TBMM Şeref Holü'nde düzenlenen Meclis Özel Kütahya Koleksiyonu 'Sıtkı' isimli sergiye katılan TBMM Başkanı Mustafa Şentop, TBMM'nin siyasî faaliyetlerin yanı sıra sosyal, kültürel ve sanatsal faaliyetler bakımından da milletimizin her yönüyle temsil edildiği yer olduğunu belirtti. Şentop, "Geçen yıl kurtarıcı ve kurucu Meclisimizin açılışının 100'üncü yılını kutladık. Bu yıl İstiklal Marşı'mızın 100. yılını kutluyoruz. Bu vesileyle merhum şairimiz Mehmet Âkif Ersoy'a minnet ve şükranlarımızı dile getirme imkânı buluyoruz. Yaptığımız etkinlikler kapsamında geçen ay, ülkemizde çini sanatının öncüsü merhum Füreya Koral'ın Meclisimiz için ürettiği objelerden oluşan bir sergi açmıştık. Geçen hafta İstiklal Marşımızın 100. Yılı vesilesiyle Mehmet Âkif Ersoy sergilerini açtık. Bugün de Meclisimizin sanatın ve sanatçının dostu olduğunun açık bir ifadesi olarak Meclis Özel Kütahya Koleksiyonu'nu sergileyeceğiz" ifadelerini kullandı.
Şentop şöyle konuştu:
"Geleneksel Türk çini sanatı sahip olduğumuz en değerli kültürel miraslarımızdan birisidir. Son bin yıllık görkemli medeniyetimizin sahip olduğu estetik zevkimizi ve güzelliğe bakışımızı yansıtır. Milli ve manevi değerlerimizi renk renk, desen desen, nakış nakış işlediğimiz geleneksel Türk çini sanatını korumak, geliştirmek ve yaşatmak bizler için önemli bir mesuliyettir. 2008 yılında 'UNESCO Yaşayan İnsan Hazinesi' ödülünü alan, 'Çininin Picasso'su' ve 'Çini Dervişi' olarak anılan Sıtkı Olçar'ın sevgili kızı Nida Olçar Hanımefendinin, babası ve aynı zamanda ustasının izinden giderek Türk çini sanatını, daha yukarıya taşıması memleketimiz adına çok önemli bir kazanımdır. Yurt dışında ve yurt içinde açtığı sergilerle Kütahya ve Türkiye'yi büyük bir başarıyla temsil eden Nida Olçar'ın şahsında, geleneğimizi ve kültürümüzü çağdaş formlarla gelecek nesillere aktaran tüm sanatçılarımızla gurur duyuyoruz. Bugün açılışını yaptığımız sergi ile, hem çini sanatının nadide eserlerinin Meclisimizde sergilenmesini sağlayacak hem de geleneksel çini sanatımızın, ünü ülkemizin sınırlarını aşmış hünerli eli merhum Sıtkı Usta'yı hayırla yâd etme imkânı bulacağız."

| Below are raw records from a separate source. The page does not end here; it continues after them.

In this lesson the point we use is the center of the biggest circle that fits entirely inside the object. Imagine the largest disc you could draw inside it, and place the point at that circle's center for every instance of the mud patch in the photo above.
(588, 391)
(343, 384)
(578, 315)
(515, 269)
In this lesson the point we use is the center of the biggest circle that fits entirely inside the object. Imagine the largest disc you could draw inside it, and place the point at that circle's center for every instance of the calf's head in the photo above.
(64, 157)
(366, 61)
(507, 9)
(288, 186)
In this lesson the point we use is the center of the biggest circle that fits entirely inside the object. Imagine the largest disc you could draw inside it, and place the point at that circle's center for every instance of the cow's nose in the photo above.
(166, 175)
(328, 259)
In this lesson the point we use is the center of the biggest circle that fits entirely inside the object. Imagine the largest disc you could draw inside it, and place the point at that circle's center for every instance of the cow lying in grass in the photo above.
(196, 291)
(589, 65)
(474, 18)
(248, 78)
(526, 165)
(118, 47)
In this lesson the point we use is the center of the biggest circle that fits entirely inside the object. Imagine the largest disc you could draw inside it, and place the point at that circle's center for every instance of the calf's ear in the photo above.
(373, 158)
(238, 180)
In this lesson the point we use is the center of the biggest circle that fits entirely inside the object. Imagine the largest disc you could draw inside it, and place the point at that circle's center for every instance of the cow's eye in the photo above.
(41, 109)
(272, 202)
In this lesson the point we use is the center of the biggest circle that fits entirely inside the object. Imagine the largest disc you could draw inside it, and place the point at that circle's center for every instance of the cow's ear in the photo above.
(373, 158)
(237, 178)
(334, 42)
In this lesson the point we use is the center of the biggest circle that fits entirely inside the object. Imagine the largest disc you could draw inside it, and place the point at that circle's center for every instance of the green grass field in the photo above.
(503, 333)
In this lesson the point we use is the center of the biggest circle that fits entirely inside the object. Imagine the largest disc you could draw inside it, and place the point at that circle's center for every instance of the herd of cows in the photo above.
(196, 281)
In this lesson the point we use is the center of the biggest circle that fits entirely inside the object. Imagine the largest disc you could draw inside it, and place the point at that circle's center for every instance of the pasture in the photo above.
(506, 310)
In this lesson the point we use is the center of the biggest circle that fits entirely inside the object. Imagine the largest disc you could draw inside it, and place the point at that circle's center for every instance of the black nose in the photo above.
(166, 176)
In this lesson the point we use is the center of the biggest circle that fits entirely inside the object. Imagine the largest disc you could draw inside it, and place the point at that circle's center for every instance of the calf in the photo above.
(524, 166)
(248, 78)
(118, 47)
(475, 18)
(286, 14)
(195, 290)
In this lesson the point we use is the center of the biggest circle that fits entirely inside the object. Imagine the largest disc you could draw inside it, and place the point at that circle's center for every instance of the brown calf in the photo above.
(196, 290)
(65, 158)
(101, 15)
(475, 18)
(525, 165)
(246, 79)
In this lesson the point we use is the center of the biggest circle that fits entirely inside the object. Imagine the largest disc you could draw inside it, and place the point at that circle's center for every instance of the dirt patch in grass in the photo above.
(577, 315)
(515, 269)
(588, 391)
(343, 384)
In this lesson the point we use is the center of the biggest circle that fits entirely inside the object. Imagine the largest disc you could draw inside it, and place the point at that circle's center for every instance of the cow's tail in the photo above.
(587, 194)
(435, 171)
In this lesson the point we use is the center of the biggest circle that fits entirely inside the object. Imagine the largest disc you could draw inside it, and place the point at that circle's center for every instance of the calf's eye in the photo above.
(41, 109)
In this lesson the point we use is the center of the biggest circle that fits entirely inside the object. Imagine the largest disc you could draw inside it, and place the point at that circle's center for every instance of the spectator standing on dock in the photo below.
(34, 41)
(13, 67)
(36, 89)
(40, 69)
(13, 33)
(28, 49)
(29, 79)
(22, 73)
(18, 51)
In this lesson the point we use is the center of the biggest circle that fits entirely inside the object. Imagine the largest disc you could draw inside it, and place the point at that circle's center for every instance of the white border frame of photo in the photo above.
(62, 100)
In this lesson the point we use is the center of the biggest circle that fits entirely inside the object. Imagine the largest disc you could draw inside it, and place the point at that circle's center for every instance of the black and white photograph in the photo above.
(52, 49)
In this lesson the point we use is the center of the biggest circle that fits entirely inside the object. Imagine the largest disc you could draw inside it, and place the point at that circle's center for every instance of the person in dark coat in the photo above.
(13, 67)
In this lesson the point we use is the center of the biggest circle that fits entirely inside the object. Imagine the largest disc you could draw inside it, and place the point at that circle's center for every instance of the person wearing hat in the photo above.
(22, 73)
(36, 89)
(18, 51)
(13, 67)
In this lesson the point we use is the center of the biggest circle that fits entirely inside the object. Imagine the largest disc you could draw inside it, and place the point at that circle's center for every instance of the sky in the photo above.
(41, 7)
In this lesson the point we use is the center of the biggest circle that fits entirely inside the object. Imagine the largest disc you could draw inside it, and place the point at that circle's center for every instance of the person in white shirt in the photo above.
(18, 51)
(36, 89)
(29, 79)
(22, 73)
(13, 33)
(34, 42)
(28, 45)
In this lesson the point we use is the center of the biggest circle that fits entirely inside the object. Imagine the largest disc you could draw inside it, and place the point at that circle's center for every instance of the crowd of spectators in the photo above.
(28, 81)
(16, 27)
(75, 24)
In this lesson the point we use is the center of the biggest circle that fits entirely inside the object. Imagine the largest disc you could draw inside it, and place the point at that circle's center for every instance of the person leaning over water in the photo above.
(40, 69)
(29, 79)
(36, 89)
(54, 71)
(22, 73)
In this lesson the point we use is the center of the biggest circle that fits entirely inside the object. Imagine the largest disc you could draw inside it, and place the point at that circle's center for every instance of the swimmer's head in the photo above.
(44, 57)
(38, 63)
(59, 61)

Şentop, Sıtkı Olçar'ın geleneği takip eden ancak taklit etmemeye gayret eden sanatçılardan olduğuhnu belirten Şentop, "Çini sanatında kendi tarzını geliştirmesi sebebiyle ünü sınırlarımızı aştı.İşin ustaları onu Çininin Picassosu, Çini Dervişi gibi unvanlarla andılar. Sayın Nida Olçar da, merhum babasından kalan mirası geliştirerek yaşatmaya gayret eden sanatçılarımızdan. Eski sanatçıların kavranamayan becerisini, yeteneğini öğrensin diye yanlarına verilen çıraklar, bir süre sonra olgunlaşıp iyi birer sanatkar haline geldiklerinde ustalardan el aldıklarına inanılırmış. Diğer bir deyişle usta, becerisini ve yeteneğini çırağına bir anlamda miras bırakırmış. Beş yaşından itibaren Sıtkı Usta'nın rahle-i tedrisinde yetişen, eski geleneği çağdaş bir bakış açısıyla yorumlayan, eski hammaddelerle sanatını icra eden; kaz kanadı fırça ve toprak boyadan vazgeçemeyen, adeta pergelin sabit ayağı gibi bin asır önceki geleneğe bağlı olarak çalışan çini sanatçımız Sayın Nida Olçar Hanımefendi'nin, babası Sıtkı Usta'dan emanet aldığı bu meşaleyi elden ele devrederek, Türk çini sanatını yaşatacağına yürekten inanıyorum" dedi.